The figure is expected to increase further as they prepare to retake the seas.
According to research data analysed and published by online trading portal Comprar Acciones last week, 2021 seems to have started off on a slightly higher note.
However, it said for the top three industry players, surviving the year took a toll, resulting in a high level of cash burn and massive debt burdens.
The portal said Norwegian Cruise had accrued a total debt burden of US$12.15 billion at the end of 2020.
The company reported US$11.3 billion in debt at the end of the third quarter of 2020 (3Q20). It went on to issue senior notes worth US$850 million in December 2020.

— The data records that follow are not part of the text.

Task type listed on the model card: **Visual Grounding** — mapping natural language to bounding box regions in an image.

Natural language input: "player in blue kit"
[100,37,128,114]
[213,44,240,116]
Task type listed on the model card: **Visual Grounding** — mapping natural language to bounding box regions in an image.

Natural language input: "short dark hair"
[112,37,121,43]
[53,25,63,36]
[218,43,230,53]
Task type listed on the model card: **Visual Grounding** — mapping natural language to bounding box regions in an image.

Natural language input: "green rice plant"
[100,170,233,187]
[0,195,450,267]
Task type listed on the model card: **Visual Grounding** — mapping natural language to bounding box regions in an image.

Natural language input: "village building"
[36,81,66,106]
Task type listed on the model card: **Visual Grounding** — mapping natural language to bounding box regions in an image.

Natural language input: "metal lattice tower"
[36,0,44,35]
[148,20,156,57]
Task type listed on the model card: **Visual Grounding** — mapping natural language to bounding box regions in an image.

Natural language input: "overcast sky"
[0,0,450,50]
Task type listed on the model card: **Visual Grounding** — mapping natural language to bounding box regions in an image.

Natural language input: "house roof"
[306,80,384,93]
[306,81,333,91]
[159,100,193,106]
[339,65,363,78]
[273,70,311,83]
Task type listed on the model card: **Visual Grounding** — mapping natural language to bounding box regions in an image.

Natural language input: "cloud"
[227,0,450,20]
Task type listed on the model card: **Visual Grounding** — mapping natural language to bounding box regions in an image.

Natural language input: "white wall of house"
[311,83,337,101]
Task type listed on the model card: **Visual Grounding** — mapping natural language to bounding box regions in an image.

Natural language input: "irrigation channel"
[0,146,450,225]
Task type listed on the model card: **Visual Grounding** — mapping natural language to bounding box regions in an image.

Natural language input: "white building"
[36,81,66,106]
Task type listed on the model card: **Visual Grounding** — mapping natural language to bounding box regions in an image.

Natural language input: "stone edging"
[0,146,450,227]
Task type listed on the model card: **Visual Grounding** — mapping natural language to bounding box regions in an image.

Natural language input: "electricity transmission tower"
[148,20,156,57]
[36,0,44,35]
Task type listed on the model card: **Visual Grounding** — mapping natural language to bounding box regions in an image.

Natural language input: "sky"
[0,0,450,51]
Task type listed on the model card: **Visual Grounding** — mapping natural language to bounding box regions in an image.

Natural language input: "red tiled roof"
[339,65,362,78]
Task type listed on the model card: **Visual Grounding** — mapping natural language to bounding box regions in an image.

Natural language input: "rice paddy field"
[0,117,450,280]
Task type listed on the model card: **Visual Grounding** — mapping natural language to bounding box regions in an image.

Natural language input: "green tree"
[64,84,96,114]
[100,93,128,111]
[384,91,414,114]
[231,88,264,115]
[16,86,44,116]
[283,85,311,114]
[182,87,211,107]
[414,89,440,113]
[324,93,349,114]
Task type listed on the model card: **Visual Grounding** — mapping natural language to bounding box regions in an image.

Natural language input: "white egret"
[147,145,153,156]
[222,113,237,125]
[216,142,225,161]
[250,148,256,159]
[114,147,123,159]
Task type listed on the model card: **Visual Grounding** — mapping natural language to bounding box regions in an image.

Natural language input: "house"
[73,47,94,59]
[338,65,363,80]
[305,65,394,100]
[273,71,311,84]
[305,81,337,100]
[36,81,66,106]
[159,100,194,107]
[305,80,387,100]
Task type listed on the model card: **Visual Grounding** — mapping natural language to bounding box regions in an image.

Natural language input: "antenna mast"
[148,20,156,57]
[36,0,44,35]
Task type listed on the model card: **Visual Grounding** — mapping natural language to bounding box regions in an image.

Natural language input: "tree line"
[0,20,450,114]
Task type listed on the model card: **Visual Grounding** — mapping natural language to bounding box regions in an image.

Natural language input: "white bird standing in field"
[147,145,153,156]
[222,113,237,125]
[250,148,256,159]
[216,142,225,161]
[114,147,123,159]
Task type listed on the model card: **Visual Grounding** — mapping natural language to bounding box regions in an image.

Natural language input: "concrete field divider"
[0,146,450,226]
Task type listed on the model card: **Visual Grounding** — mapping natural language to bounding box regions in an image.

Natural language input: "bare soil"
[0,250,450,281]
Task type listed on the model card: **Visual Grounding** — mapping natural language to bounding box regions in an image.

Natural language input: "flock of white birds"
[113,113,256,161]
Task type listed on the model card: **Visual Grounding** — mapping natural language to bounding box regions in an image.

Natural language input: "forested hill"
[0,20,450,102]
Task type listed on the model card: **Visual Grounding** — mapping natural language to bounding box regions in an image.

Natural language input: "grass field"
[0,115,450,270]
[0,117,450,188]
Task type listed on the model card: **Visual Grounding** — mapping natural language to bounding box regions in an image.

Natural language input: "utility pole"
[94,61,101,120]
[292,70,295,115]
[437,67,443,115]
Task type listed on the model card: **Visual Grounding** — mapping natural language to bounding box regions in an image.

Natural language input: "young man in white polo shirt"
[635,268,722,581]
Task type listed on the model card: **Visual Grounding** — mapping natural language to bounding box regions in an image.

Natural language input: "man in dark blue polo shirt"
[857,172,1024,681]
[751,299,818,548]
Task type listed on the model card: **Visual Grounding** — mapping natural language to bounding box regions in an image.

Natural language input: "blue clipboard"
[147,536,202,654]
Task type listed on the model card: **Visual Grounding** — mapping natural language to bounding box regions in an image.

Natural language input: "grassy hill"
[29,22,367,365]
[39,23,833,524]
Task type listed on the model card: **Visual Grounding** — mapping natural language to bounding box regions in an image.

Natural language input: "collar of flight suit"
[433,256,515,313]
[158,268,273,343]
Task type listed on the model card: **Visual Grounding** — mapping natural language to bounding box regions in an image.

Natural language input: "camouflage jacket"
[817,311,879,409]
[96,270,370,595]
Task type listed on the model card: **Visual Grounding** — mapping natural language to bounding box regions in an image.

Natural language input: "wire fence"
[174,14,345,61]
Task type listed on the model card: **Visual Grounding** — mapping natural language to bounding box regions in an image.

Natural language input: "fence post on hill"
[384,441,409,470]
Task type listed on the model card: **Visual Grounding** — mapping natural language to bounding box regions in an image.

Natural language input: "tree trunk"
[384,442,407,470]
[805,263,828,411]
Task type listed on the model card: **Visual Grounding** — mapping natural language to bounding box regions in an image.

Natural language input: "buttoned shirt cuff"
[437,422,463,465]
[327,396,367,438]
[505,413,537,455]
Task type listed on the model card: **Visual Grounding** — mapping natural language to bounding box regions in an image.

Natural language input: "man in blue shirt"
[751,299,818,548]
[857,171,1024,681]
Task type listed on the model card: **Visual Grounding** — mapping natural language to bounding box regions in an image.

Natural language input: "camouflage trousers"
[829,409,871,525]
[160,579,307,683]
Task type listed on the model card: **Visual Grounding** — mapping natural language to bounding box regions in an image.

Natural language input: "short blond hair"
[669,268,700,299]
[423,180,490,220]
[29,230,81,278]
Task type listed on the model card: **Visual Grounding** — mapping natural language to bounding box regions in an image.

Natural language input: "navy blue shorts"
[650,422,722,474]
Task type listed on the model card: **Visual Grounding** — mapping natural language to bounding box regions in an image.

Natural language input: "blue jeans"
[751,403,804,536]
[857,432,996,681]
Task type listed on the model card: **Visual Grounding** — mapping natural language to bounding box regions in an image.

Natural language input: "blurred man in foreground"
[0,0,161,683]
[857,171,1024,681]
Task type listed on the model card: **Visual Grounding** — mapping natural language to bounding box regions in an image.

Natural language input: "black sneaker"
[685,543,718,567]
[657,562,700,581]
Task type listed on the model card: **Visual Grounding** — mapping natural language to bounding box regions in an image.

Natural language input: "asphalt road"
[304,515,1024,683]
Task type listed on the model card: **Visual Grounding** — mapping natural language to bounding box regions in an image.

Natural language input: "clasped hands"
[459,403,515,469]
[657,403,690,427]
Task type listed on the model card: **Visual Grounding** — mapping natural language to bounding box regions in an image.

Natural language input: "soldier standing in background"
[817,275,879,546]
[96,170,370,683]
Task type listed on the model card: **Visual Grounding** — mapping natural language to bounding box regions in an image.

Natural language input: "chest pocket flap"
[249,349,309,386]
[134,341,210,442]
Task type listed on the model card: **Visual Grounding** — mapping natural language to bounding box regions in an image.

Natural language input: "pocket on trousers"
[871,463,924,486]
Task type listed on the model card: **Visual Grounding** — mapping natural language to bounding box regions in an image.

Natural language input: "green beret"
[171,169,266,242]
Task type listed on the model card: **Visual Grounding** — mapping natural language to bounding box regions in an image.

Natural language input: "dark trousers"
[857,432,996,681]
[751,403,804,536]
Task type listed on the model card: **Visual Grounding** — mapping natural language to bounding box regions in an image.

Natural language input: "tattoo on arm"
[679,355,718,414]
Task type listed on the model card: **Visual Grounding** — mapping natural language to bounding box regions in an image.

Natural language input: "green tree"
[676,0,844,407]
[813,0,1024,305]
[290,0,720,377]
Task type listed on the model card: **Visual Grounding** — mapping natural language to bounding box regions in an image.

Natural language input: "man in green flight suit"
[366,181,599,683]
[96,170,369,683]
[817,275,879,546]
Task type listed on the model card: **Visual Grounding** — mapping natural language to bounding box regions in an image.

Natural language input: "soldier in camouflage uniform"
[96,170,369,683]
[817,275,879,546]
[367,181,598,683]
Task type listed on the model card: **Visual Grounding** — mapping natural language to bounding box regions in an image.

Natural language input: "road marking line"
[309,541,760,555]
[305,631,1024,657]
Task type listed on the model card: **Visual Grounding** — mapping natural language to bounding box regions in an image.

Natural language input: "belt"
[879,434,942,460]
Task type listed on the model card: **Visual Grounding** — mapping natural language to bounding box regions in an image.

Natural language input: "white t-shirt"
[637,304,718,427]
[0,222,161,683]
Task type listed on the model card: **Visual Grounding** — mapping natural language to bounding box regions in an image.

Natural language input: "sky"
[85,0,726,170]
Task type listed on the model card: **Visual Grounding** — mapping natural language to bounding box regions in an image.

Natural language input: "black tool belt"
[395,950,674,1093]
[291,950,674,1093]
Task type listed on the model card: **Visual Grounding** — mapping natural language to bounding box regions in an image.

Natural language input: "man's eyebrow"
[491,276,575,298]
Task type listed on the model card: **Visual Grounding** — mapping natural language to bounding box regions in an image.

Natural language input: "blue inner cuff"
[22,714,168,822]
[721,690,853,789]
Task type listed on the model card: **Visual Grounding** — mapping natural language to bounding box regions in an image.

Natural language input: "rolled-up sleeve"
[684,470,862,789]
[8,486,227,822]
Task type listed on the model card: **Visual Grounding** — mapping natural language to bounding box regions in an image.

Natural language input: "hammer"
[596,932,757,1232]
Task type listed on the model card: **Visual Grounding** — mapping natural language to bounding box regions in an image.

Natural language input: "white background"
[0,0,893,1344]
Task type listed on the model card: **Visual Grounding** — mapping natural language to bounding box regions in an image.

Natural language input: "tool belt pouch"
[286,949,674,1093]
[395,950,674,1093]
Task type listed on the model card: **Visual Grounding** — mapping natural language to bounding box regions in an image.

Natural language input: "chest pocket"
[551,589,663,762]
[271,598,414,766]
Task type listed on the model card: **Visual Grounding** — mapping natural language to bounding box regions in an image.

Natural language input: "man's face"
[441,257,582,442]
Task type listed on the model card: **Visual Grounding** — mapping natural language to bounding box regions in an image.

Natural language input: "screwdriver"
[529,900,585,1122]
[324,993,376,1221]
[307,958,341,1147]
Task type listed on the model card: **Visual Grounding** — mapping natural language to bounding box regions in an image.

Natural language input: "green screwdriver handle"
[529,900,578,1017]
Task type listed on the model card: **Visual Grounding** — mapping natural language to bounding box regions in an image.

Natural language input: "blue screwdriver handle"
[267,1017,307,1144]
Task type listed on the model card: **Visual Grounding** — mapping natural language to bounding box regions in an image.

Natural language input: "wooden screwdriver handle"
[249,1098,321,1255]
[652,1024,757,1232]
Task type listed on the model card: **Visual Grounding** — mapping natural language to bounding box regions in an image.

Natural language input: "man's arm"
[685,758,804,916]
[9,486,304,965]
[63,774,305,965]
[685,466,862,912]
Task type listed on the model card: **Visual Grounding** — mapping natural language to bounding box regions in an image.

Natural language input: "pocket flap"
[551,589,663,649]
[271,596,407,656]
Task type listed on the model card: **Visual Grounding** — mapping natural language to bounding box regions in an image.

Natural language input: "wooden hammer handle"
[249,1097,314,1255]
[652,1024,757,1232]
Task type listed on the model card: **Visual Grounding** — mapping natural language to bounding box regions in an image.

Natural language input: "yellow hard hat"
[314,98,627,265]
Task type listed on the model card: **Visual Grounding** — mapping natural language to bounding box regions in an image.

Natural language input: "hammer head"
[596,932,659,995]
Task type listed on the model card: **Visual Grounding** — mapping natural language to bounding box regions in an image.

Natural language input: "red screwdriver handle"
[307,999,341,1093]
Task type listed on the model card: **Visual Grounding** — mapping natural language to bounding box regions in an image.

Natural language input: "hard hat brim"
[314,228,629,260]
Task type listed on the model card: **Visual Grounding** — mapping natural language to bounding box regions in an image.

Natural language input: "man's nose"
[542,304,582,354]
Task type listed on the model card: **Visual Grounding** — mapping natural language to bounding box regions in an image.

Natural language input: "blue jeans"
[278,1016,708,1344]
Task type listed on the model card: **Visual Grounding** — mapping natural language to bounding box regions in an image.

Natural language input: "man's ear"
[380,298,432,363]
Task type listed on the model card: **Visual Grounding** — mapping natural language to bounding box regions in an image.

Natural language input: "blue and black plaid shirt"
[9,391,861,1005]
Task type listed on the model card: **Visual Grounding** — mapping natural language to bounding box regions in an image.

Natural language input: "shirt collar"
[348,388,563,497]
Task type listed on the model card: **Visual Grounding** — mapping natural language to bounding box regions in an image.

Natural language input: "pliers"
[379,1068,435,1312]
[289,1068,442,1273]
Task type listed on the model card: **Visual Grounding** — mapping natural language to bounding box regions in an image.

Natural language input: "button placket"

For 3Q20, the company announced a monthly cash burn rate of US$150 million.
That would imply an annual cash burn of US$1.8 billion.
On the other hand, Carnival Corporation had announced total debt amounting to US$24.9 billion as of August 2020.
It raised close to US$20 billion via share and debt offerings by the end of the year. At the end of November though, liquidity stood at US$9.5 billion.
Comprar Acciones said as of February 2021, its total debt figure had risen to US$30 billion.
In that one month, Carnival Corporation raised US$3.5 billion in a debt offering, announcing plans to raise a further US$1 billion. Additionally, the company has US$4.2 billion in debt refinancing that is due within 24 months. During 4Q20, it estimated a monthly cash burn rate of US$530 million.
Meanwhile, as of September 2020, Royal Caribbean had a debt burden of US$18.95 billion.
Its interest expense for the first nine months of the year totalled US$258 million. On an annualised basis, that would translate into around US$344 million.
In 2020, it raised US$9.3 billion in new capital. These came from debt offerings as well as a stock sale of US$1 billion in December 2020.